HOME > 組織 >

移動サービス市民活動全国ネットワーク




 ※以下,武井・森本・若月・和田(1998信州大学医療技術短期大学部3年)による

 1998年3月15日に「移動サービス市民活動全国ネットワーク」が設立された。身体障害者・高齢者が移動の自由という基本的人権を取り戻すため、全国各地でリフト車などを使った「移動サービス」が市民団体によって行われているが、運営費の不足や、道路運送法80条の問題、事故の際の有効な保険開発など、様々な課題を抱えたまま、綱渡りの運行をしている。
 それらの問題を、移動サービスを提供している民間の非営利団体同士が、連携して共通の問題解決を図り誰でもいつでもどこでも行ける社会を目指して発起した。問題の解決とともに、質の向上、安定運行のための研修なども行っている。
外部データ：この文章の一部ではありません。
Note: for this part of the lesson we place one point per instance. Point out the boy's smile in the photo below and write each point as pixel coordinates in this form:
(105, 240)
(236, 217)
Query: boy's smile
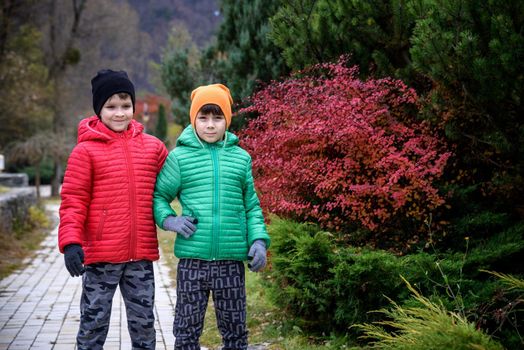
(117, 112)
(210, 127)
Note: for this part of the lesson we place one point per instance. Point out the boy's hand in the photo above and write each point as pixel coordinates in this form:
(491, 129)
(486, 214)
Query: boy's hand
(185, 225)
(74, 258)
(257, 256)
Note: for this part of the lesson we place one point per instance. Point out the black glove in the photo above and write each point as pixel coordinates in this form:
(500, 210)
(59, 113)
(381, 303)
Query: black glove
(257, 256)
(74, 258)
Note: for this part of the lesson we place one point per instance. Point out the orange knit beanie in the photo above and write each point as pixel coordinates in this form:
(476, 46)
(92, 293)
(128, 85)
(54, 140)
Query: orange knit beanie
(217, 94)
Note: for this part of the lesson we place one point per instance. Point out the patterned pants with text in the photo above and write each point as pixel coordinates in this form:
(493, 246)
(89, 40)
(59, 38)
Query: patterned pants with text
(137, 286)
(195, 280)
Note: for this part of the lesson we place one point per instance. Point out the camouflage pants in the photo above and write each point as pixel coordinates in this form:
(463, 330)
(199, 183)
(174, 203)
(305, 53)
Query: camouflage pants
(137, 286)
(195, 280)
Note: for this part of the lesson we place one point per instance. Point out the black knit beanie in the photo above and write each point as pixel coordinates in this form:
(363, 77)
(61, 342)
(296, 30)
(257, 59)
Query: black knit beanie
(108, 82)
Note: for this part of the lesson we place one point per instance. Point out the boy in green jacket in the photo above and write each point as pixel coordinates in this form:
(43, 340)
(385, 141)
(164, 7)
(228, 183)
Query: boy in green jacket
(221, 225)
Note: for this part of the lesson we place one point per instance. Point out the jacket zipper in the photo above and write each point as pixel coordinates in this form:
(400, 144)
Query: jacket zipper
(101, 224)
(216, 204)
(132, 200)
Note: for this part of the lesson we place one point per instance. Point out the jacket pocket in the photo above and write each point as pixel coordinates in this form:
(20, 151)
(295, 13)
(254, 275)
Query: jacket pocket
(100, 228)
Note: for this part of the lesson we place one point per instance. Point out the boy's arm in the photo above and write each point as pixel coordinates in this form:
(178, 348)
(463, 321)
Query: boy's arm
(166, 189)
(162, 155)
(256, 229)
(75, 195)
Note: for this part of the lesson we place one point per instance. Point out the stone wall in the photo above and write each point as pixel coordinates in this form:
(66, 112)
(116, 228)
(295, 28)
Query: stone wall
(15, 202)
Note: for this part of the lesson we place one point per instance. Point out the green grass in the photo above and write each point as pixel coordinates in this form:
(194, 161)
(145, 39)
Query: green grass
(266, 323)
(23, 241)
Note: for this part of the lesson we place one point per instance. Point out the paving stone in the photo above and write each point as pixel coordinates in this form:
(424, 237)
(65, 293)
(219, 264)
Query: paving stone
(39, 305)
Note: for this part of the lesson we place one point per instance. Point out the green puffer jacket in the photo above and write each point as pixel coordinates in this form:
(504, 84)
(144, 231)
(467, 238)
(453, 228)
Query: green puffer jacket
(213, 183)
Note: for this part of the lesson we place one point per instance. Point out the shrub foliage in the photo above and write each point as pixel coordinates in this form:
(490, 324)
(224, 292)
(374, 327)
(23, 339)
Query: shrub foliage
(331, 148)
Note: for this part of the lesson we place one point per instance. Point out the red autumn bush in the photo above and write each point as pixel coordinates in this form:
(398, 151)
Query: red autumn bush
(331, 148)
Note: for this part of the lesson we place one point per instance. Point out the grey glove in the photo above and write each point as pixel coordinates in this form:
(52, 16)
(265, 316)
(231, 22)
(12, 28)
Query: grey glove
(74, 259)
(185, 225)
(257, 256)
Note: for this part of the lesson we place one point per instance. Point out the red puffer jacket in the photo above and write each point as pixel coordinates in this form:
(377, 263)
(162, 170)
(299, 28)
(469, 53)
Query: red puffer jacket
(107, 194)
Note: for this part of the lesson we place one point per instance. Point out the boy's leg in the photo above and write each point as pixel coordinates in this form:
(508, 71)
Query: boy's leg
(229, 296)
(99, 283)
(137, 286)
(192, 295)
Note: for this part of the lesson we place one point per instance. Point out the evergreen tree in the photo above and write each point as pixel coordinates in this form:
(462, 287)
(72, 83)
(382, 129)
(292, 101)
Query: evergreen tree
(473, 51)
(244, 55)
(180, 71)
(376, 33)
(161, 124)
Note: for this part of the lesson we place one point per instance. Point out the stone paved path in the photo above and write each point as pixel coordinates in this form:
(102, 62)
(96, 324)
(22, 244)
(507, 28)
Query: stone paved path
(39, 306)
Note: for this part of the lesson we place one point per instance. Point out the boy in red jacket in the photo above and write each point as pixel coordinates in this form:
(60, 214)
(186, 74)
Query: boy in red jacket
(107, 232)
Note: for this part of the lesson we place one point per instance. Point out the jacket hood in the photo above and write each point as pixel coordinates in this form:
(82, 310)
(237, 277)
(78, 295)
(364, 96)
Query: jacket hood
(92, 129)
(189, 138)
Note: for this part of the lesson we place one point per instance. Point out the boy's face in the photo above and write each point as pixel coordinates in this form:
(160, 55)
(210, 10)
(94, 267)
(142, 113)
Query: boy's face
(210, 127)
(117, 112)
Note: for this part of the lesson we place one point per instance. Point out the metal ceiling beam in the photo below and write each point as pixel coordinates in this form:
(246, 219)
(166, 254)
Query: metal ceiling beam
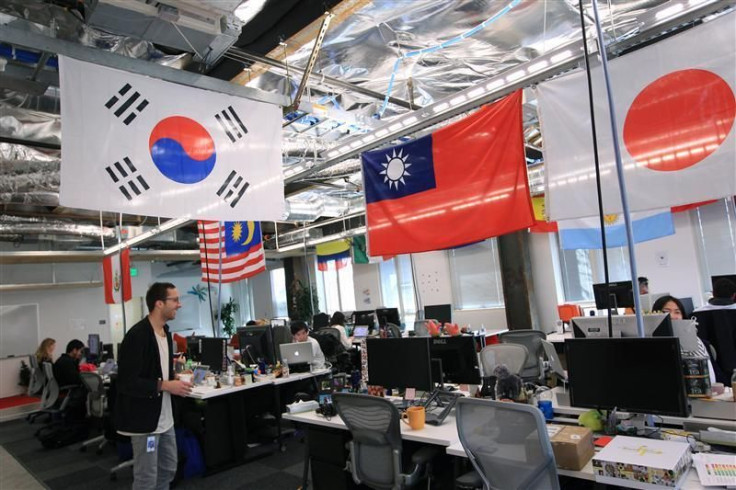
(651, 26)
(312, 59)
(242, 55)
(10, 33)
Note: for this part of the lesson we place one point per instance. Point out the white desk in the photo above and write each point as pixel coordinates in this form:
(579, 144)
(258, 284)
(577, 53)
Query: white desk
(205, 392)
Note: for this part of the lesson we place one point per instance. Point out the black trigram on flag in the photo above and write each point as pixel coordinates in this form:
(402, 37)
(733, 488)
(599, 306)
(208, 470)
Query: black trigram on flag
(128, 178)
(127, 104)
(233, 188)
(231, 124)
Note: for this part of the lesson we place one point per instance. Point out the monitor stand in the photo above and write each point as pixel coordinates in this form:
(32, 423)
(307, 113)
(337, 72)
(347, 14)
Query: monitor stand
(644, 425)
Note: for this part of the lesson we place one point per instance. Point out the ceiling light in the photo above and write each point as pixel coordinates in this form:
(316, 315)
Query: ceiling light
(518, 74)
(538, 66)
(440, 107)
(561, 56)
(669, 11)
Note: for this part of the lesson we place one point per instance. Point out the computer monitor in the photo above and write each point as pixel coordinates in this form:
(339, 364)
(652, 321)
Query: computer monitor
(213, 354)
(441, 313)
(93, 344)
(193, 348)
(364, 317)
(620, 295)
(388, 315)
(459, 359)
(400, 363)
(256, 342)
(633, 375)
(655, 325)
(714, 279)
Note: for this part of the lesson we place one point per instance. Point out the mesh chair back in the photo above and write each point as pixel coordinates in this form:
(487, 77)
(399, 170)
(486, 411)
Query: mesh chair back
(38, 378)
(532, 340)
(374, 425)
(51, 389)
(507, 444)
(553, 359)
(95, 393)
(512, 355)
(393, 331)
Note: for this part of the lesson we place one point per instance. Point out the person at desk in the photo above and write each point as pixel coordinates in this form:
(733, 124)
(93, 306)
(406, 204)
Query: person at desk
(673, 306)
(66, 373)
(724, 296)
(45, 351)
(300, 333)
(145, 384)
(338, 323)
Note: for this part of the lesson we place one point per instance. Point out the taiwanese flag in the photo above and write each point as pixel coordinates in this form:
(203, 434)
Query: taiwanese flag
(463, 183)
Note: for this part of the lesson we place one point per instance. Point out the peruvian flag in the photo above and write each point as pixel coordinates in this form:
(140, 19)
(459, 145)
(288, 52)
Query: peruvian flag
(675, 109)
(116, 274)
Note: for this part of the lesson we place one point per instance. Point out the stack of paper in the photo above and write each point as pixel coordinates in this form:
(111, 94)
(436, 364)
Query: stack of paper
(716, 469)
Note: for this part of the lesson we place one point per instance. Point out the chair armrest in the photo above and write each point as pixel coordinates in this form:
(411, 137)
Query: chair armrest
(424, 455)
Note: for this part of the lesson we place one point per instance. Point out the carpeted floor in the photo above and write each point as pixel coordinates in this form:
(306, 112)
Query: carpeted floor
(69, 468)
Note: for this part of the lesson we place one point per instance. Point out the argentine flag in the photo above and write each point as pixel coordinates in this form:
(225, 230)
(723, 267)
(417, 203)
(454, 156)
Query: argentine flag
(585, 233)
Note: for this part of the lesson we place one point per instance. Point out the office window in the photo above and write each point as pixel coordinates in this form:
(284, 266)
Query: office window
(335, 288)
(582, 268)
(715, 229)
(242, 293)
(278, 292)
(476, 276)
(397, 288)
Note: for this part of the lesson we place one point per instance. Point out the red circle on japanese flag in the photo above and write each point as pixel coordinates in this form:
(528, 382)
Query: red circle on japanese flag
(679, 119)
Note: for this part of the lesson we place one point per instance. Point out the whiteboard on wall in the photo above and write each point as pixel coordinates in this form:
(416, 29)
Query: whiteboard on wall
(18, 330)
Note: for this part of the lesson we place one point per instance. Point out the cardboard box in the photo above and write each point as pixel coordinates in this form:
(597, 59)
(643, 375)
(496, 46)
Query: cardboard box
(572, 445)
(642, 463)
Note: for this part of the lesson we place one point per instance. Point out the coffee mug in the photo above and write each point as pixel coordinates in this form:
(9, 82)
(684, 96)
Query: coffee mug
(415, 416)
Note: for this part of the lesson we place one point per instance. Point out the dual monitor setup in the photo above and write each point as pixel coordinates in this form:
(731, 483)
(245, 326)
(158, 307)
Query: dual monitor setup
(422, 362)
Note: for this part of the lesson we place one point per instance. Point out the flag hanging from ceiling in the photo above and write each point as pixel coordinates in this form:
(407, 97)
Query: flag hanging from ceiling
(675, 108)
(139, 145)
(461, 184)
(242, 250)
(360, 252)
(541, 221)
(586, 232)
(336, 252)
(116, 276)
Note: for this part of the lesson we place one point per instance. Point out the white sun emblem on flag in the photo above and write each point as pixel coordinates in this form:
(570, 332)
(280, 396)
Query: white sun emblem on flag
(394, 170)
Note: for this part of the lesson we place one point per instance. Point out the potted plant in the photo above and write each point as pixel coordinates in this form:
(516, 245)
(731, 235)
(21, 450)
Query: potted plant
(227, 317)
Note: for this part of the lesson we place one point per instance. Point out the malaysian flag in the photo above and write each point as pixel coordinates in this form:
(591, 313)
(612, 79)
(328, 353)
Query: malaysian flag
(233, 249)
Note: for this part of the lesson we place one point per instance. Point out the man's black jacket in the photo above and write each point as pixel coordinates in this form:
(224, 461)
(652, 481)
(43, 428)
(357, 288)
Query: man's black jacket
(138, 404)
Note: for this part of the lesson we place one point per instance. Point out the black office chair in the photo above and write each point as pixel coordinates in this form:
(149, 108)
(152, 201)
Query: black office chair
(531, 339)
(375, 450)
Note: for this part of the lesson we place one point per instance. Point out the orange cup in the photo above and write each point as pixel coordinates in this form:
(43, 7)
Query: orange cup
(415, 417)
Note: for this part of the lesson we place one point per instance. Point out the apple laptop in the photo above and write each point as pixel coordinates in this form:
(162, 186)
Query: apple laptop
(297, 352)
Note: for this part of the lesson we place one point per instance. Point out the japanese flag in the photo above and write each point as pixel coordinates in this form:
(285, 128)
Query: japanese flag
(675, 109)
そして最終的には、特別なサービスがなくても、あらゆる公共交通機関が身体障害者・高齢者にとって時を選ばずバリアフリーとなる社会作りが目標である。
 この会は会員制である。障害当事者もサービス実施者も、自分たちの問題として主体的に活動しようと、誰もが会費を納めて加入している。
〈目的〉
 基本的人権の問題としてとらえ、市民活動としての移動サービスの活動基盤の強化を図り、バリアフリーのまちづくりを推進する一翼を担うとともに、豊かな市民社会の実現に寄与することを目的とする。
〈事業〉
 移動ネットワークは前条の目的を達成する為に以下の事業を行う。
 (1)移動サービスを行っている団体等の活動に必要な情報収集・提供。
 (2)団体等が移動サービスを実施する上での、法的制度の改善に向けての活動。
 (3)団体等が実施する移動サービスに関する調査・研究・政策提言。
 (4)団体等が実施する移動サービスに関わるコンサルタント業務。
 (5)団体等が実施する移動サービスの、利用者ニーズに対応し調整をするサポー
    トセンター化に向けての活動。
 (6)移動サービスに関する啓発活動。
 (7)その他、移動サービスに関する必要な活動。

 全国で900以上の団体が移動サポートを行っている。
 1998年3月15日現在会員数 団体:84団体個人:11名
                 賛助:8団体計:103会員

〈会員資格〉
 移動ネットワークの趣旨に賛同し、支援する団体等によって構成されている。
 (1)移動サービスを行っている団体
 (2)移動サービスを行っている社会福祉協議会等
 (3)移動サービスを推進・支援している団体等
 (4)移動サービスに関心のある団体・企業等
 (5)移動サービスに関心のある行政担当者
 (6)移動サービスに関心のある個人(法律家・メディア・利用者・運転協力者等)
〈会費〉
 (1)団体会員10,000円
 (2)個人会員5,000円
 (3)賛助会員1口:10,000円以上
〈会員になると〉
 移動サービスに関する情報をいち早く入手できる他、様々な問題への対処法のアドバイスを受けたり、セミナーやシンポジウムに参加できる。

〈1998年活動方針〉
(1)移動サービスを実施している市民活動団体の実態を把握し、各団体の必要とする情報を交換するとともに相互連携を図る。
(2)移動サービスを必要とする人たちが、いつでも、どこでも、誰でもが全国の各実施団体のサービス利用が可能となるネットワークに向けて研究を行う。
(3)鉄道やバスなどの公共交通機関のバリアフリー化に向けて提言するとともに、公共交通機関などの関係団体との連携を図る。
(4)移動サービスが実施する上で必要な法的課題や制度の改善に向けて活動する。
(5)移動サービスにおける事故に対する保障制度について研究する。